The Ideological Mantra


Yet stagnation has been wrapped, almost sanctified, by ideology. In speeches, street mobilization, and policy debates, slogans are elevated over outcomes; moral posturing substitutes for performance; resistance itself is mistaken for progress. Ideology has become a shelter, an elegant way to evade accountability while preserving self-justification.


But rhetoric does not build livelihoods or create jobs. Nepal has become a nation on the run. Migration is no longer an exception; it is the default life strategy for the young. Millions leave not because they lack attachment, but because the country repeatedly disappoints them. Exit has become the national dream. Joblessness is not dignity, and mass migration is not success.This is not merely an economic, political, or institutional failure; it is a civilizational risk.


And yet, none of this was inevitable.The nation you could build has never been impossible; it has been deferred by choice. With the beginning of the new year, the question is no longer what Nepal could become, but whether it still chooses to become anything more than what it is.


Dear Nepal, the year has turned.

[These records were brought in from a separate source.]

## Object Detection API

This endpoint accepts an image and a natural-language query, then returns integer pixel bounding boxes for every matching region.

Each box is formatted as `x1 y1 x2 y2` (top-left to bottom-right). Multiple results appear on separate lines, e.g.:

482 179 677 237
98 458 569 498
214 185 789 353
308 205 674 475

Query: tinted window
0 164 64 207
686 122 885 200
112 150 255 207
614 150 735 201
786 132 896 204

You can continue adapting to stagnation, mistaking endurance for virtue and survival for success, or finally refuse the degradation you have learned to live with. Make no mistake: nations do not awaken simply because they are poor. They awaken when wasted potential becomes intolerable, when falling behind begins to offend national pride. Anchor that pride not in imagination, but in prosperity built by institutions, skills, and competence.


Call me hopeful, but I refuse to believe that resignation is Nepal’s destiny.